Whatever information is available to the industry at large so far could be called a work in progress.
In April 2008 the Justice Department started tracking criminal mortgage fraud cases. The Justice Department data have a new tracking program recently set up by federal prosecutors around the country to report on current federal efforts to criminally prosecute cases of mortgage fraud.
Criminal enforcement actions are now monitored under the newly established mortgage fraud category based on referrals acted upon by each state attorneys general office.
Given the broad troubles now confronting the economy of the United States, and the role that mortgage fraud may have played in these problems, the relatively small number of cases in this area is somewhat surprising.
In 2008 the Justice Department reported that the Federal Bureau of Investigation was the lead investigative agency for these types of prosecutions.

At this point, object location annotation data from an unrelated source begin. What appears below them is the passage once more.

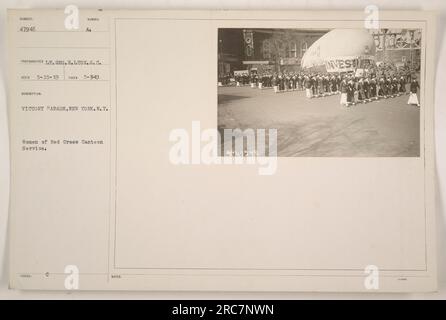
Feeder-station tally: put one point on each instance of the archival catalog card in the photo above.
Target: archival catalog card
(222, 150)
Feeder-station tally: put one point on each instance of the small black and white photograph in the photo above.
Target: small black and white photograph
(327, 92)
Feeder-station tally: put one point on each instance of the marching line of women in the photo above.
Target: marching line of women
(353, 89)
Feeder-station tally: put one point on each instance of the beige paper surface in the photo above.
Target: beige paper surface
(92, 186)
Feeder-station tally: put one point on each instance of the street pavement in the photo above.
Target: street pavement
(321, 127)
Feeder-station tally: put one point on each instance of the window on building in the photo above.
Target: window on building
(292, 49)
(303, 48)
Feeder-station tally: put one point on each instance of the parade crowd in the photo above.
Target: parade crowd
(353, 89)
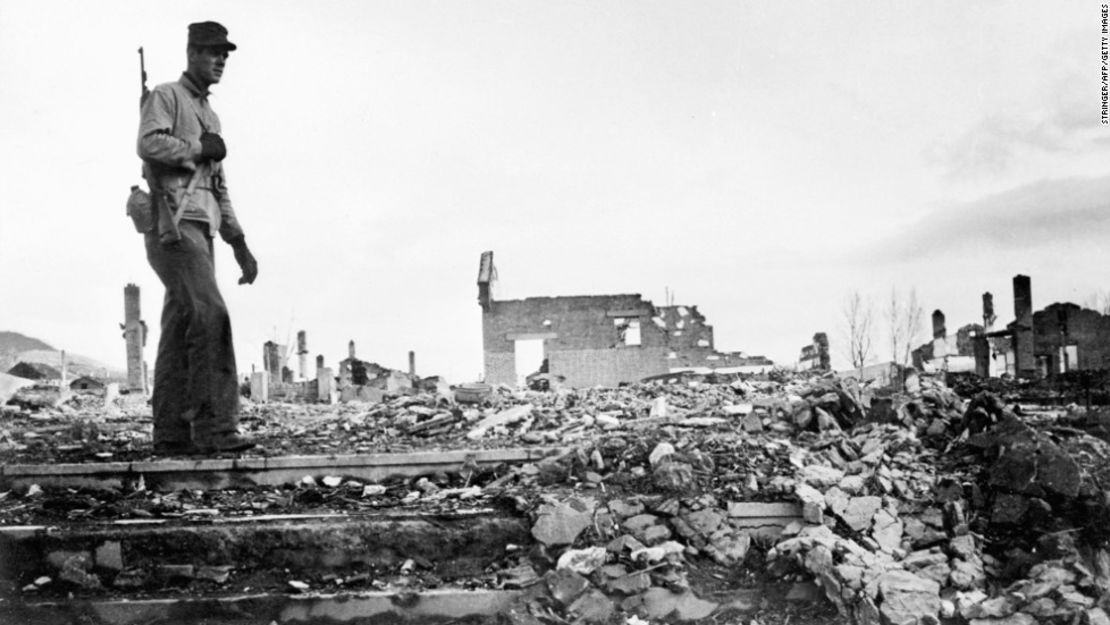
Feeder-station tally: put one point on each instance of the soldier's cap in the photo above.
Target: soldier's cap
(209, 34)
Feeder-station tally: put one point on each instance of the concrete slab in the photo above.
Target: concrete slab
(425, 607)
(456, 544)
(230, 473)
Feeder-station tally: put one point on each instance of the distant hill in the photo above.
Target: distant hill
(17, 348)
(13, 342)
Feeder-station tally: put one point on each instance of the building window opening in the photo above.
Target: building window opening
(629, 332)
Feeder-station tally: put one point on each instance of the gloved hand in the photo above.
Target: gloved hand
(245, 260)
(212, 148)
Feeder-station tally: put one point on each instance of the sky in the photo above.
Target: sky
(759, 160)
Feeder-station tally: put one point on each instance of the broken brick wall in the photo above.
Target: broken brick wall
(588, 340)
(1063, 324)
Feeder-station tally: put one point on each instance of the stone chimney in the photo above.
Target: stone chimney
(1023, 326)
(938, 325)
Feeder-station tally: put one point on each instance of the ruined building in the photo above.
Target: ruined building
(595, 340)
(1056, 340)
(815, 356)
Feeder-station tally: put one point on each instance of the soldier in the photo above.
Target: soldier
(195, 399)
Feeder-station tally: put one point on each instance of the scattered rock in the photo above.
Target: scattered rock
(583, 561)
(860, 512)
(559, 524)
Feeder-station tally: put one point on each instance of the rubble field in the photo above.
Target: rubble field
(916, 506)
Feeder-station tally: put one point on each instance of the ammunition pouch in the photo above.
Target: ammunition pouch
(141, 210)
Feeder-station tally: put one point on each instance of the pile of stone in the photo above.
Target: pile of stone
(949, 543)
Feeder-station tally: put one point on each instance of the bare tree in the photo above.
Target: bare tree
(904, 324)
(857, 316)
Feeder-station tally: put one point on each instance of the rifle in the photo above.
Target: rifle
(142, 73)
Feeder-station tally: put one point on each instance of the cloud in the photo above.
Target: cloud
(1039, 215)
(990, 145)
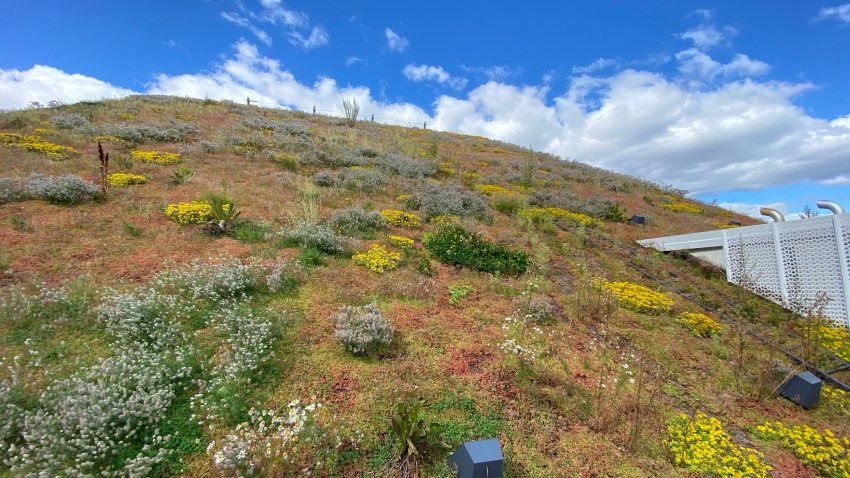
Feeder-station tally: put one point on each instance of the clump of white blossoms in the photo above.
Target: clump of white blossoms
(266, 436)
(522, 341)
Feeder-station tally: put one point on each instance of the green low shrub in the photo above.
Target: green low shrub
(457, 246)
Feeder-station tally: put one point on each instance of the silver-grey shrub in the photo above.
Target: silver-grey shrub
(319, 236)
(11, 190)
(405, 166)
(261, 123)
(357, 219)
(349, 178)
(362, 330)
(436, 199)
(69, 120)
(68, 189)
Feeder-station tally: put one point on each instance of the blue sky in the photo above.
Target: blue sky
(746, 102)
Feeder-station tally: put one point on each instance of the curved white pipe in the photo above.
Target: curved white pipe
(832, 206)
(773, 214)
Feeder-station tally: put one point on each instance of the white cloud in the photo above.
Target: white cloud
(840, 13)
(706, 36)
(494, 73)
(396, 42)
(695, 63)
(318, 37)
(274, 13)
(241, 21)
(741, 134)
(595, 66)
(840, 180)
(433, 73)
(44, 83)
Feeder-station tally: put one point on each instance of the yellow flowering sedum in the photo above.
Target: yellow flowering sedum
(834, 339)
(700, 444)
(636, 297)
(125, 179)
(378, 259)
(401, 241)
(158, 157)
(822, 451)
(682, 207)
(536, 214)
(699, 324)
(37, 145)
(401, 218)
(723, 225)
(186, 213)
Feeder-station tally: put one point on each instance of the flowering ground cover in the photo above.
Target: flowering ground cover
(280, 345)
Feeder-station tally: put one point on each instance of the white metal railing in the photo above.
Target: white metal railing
(791, 263)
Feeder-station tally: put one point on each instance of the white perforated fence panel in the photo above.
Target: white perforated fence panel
(751, 261)
(792, 262)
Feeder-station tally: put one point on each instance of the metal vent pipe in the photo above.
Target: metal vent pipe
(832, 206)
(773, 214)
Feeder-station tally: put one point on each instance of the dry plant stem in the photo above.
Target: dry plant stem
(104, 168)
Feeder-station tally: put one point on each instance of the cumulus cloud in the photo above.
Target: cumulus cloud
(318, 37)
(433, 73)
(707, 35)
(696, 63)
(840, 13)
(274, 13)
(396, 42)
(494, 73)
(241, 21)
(599, 64)
(44, 83)
(739, 133)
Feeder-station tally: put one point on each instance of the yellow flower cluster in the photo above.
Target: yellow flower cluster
(682, 207)
(186, 213)
(109, 139)
(723, 225)
(836, 399)
(401, 218)
(125, 179)
(636, 297)
(378, 259)
(699, 324)
(401, 241)
(159, 157)
(491, 189)
(36, 144)
(700, 444)
(834, 339)
(823, 451)
(536, 214)
(444, 220)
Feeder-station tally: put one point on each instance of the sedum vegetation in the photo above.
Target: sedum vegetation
(475, 289)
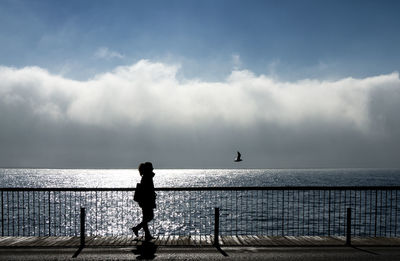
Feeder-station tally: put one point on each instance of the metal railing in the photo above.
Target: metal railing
(318, 211)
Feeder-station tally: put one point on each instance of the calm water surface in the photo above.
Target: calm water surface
(198, 177)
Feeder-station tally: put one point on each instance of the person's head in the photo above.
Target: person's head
(145, 168)
(142, 169)
(148, 167)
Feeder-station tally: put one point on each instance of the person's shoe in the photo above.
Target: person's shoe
(148, 238)
(135, 231)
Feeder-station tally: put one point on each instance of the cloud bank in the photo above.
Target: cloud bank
(144, 112)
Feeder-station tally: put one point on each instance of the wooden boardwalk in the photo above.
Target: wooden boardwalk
(196, 241)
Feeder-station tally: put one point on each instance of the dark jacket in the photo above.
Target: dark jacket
(149, 195)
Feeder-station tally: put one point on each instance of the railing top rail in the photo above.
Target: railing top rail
(213, 188)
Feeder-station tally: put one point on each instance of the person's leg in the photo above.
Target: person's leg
(147, 217)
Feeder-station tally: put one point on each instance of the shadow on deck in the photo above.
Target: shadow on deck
(197, 241)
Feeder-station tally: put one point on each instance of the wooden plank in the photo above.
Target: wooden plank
(256, 240)
(203, 240)
(185, 240)
(236, 241)
(208, 240)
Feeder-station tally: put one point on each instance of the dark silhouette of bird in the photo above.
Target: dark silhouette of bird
(238, 159)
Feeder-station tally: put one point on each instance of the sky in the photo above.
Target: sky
(186, 84)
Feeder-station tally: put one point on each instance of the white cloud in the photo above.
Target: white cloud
(105, 53)
(309, 122)
(148, 91)
(237, 63)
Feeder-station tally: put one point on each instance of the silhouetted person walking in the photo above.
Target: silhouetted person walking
(146, 197)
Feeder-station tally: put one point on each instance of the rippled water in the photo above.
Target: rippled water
(191, 212)
(116, 178)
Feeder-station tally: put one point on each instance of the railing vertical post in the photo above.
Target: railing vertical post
(216, 227)
(348, 229)
(2, 213)
(83, 214)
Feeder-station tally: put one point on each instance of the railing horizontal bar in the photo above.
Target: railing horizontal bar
(213, 188)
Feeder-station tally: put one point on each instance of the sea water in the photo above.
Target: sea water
(117, 178)
(270, 212)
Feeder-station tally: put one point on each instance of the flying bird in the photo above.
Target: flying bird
(238, 157)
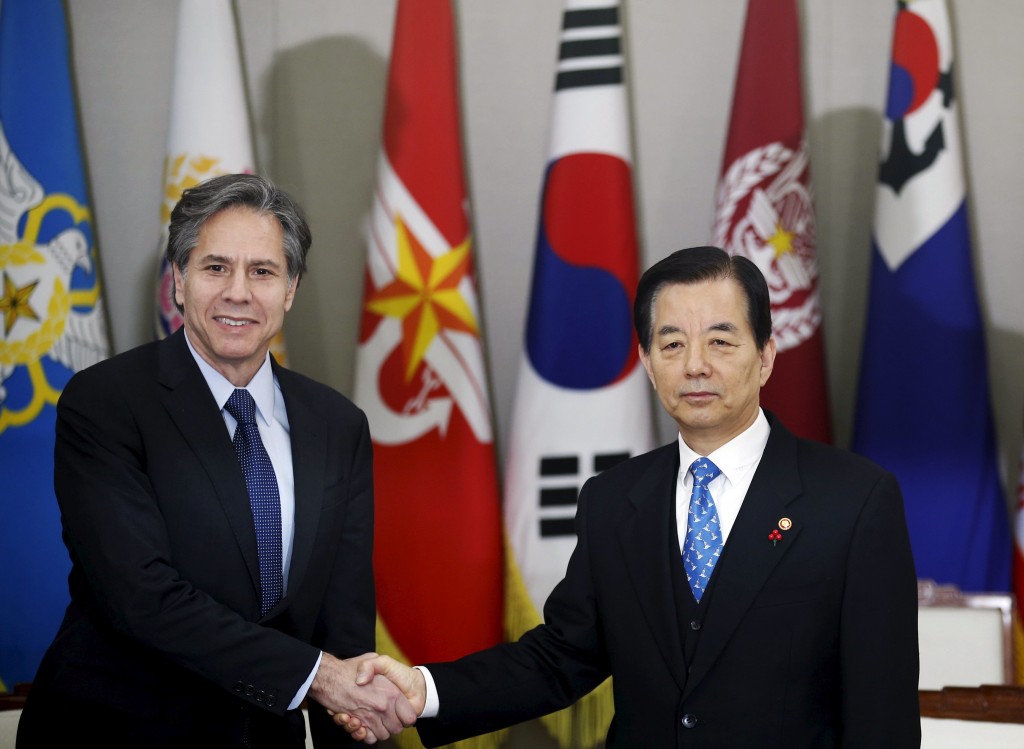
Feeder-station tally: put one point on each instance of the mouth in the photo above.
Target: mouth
(232, 323)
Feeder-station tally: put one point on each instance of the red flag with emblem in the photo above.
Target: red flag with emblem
(420, 374)
(764, 210)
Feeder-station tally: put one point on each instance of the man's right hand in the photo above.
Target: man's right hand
(370, 669)
(378, 705)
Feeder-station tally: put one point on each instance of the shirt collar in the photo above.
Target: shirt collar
(736, 455)
(260, 386)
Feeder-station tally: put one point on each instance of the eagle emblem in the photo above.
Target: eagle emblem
(44, 311)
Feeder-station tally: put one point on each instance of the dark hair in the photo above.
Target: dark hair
(693, 265)
(212, 196)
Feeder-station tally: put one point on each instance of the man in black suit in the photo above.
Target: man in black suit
(799, 631)
(197, 618)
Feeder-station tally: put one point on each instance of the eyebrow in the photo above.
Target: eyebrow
(719, 327)
(224, 260)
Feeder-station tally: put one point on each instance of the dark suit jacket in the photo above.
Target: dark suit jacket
(163, 643)
(811, 641)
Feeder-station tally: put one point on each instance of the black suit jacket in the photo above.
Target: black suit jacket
(163, 643)
(810, 641)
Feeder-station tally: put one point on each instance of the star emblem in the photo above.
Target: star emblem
(14, 303)
(780, 241)
(424, 295)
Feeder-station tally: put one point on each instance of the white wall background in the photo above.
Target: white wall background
(316, 72)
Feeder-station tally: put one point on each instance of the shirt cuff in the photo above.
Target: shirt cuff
(432, 704)
(301, 694)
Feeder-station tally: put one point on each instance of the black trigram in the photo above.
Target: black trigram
(560, 482)
(591, 50)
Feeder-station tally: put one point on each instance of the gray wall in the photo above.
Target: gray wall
(316, 72)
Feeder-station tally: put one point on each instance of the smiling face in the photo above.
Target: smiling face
(705, 362)
(236, 291)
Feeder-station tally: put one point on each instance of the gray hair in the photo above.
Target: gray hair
(210, 197)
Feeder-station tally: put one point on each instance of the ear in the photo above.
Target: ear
(290, 294)
(767, 360)
(179, 295)
(645, 361)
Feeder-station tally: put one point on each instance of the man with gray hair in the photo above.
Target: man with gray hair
(218, 513)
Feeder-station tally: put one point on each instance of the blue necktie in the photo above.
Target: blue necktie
(704, 533)
(263, 497)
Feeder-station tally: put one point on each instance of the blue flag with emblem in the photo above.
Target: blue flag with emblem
(51, 317)
(923, 407)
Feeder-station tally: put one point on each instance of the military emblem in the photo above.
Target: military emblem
(45, 314)
(180, 172)
(766, 215)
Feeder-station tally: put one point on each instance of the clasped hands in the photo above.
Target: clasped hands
(372, 697)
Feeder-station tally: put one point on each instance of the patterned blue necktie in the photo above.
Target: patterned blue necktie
(704, 533)
(263, 497)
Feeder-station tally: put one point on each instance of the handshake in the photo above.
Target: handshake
(372, 697)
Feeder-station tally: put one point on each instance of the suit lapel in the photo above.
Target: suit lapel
(645, 549)
(750, 556)
(307, 429)
(194, 411)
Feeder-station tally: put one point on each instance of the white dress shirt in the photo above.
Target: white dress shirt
(737, 460)
(271, 418)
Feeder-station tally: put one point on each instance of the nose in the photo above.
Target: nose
(237, 286)
(695, 362)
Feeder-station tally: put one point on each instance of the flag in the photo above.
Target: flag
(209, 131)
(923, 404)
(1019, 577)
(420, 371)
(764, 210)
(583, 400)
(51, 317)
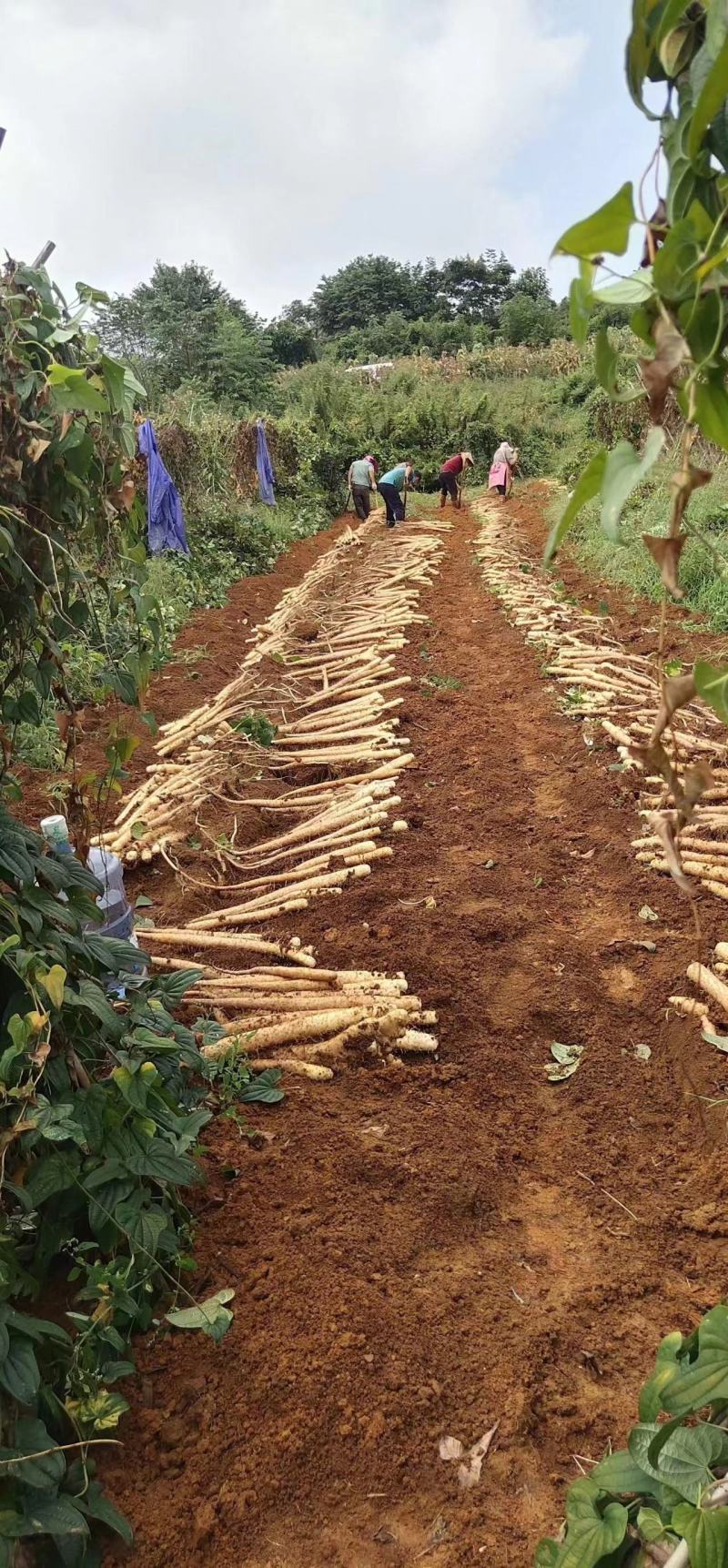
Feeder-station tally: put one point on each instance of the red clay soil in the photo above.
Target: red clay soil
(431, 1250)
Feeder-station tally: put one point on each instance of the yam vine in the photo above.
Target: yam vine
(102, 1092)
(664, 1500)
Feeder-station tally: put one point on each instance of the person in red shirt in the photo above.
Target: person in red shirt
(449, 477)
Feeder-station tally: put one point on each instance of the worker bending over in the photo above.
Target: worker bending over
(363, 485)
(500, 475)
(450, 481)
(391, 485)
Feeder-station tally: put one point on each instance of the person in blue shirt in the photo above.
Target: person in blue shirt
(391, 485)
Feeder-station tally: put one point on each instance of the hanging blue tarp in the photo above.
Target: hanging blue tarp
(266, 477)
(164, 509)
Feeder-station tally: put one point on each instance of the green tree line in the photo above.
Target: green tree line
(184, 325)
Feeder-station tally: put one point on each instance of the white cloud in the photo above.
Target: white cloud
(272, 141)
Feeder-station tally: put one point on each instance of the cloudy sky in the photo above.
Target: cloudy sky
(273, 140)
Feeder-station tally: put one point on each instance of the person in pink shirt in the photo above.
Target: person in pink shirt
(500, 475)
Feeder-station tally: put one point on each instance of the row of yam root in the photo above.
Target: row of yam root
(617, 690)
(308, 1019)
(325, 665)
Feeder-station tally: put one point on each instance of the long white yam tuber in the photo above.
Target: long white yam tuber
(688, 1006)
(706, 980)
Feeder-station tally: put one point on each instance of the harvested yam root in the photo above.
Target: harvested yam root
(604, 681)
(338, 700)
(297, 1017)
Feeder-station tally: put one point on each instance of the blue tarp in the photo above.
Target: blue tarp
(264, 466)
(164, 509)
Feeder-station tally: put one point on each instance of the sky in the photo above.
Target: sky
(273, 140)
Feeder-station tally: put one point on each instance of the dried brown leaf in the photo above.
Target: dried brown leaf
(658, 373)
(675, 693)
(471, 1466)
(41, 1052)
(665, 826)
(665, 554)
(450, 1449)
(654, 759)
(695, 781)
(682, 485)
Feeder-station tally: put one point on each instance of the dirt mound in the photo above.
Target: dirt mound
(422, 1255)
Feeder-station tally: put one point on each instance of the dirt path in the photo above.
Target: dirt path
(422, 1253)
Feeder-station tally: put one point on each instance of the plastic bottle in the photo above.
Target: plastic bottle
(113, 904)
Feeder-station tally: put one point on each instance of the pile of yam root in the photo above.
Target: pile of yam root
(325, 789)
(619, 690)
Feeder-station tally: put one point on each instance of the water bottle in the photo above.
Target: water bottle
(113, 904)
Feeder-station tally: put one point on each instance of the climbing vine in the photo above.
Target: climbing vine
(102, 1092)
(664, 1500)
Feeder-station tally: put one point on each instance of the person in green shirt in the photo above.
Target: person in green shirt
(361, 483)
(391, 485)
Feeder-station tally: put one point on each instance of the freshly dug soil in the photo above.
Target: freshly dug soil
(429, 1250)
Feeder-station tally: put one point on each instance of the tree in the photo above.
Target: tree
(179, 325)
(474, 288)
(534, 283)
(529, 320)
(298, 314)
(292, 342)
(238, 366)
(366, 290)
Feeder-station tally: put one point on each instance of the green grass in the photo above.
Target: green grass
(705, 560)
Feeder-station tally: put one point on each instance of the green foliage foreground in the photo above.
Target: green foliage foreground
(664, 1500)
(102, 1092)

The FDIC was second with 21% of the total.
According to the Financial Crimes section of the FBI, mortgage fraud is one of several different kinds of white-collar crimes of special interest to the Bureau. The other areas are corporate crime, securities and commodities fraud, and money laundering. The FBI recognizes that mortgage fraud schemes contain some type of material misstatements, misrepresentation or omission relied upon by and underwriter or lender to fund, purchase or insure a loan.
Under a 1970 law, financial institutions are required to regularly file Suspicious Activity Reports with the Treasury Department's Financial Crimes Enforcement Network on a range of activities that may be legally questionable.
What appears to be missing is lack of a central repository that collects all mortgage fraud enforcement actions, which is why many agree that the true level of this fraud is unknown.
The 2010 Mortgage Fraud Trends Report from CoreLogic, Santa Anna, Calif., based on analysis of mortgage loan files from 2005 to 2009 found fraud risk decreased 25% since it peaked in the third quarter of 2007.
The CoreLogic Fraud Index also shows that 25% of foreclosures during this period contained fraudulent information as one in 200 conforming loans still contain misrepresentations that could lead to default.
CoreLogic’s predictive and statistical Fraud Index looks at the aggregated level of risk each quarter and compares it to other quarters in a specific time period. For this 2010 report CoreLogic said it analyzed a representative data sample from its 80 million loan applications from 2005 through 2009, and used a predictive fraud model based on pattern recognition.
The 2010 Fraud Index indicates that as lenders take a more “aggressive stance against fraud” their efforts have helped diminish the mortgage fraud risk, which is on the decline, Grace said. But with an estimated $14 billion in fraud losses experienced in 2009 alone, “fraud is still a major issue for the mortgage industry.”
Going forward, the industry will have to deal with new challenges, he added, as “there is evidence that fraud patterns are changing and becoming increasingly better hidden.”
Furthermore, there is the default and foreclosure challenge.
There is a clear correlation between fraud risk and default rates indicating that fraud and the fraud index can be a leading indicator of future default. For example, nine of the top 12 highest-ranking CoreLogic Fraud Index states in 2007 also were in the top 12 default states in 2009.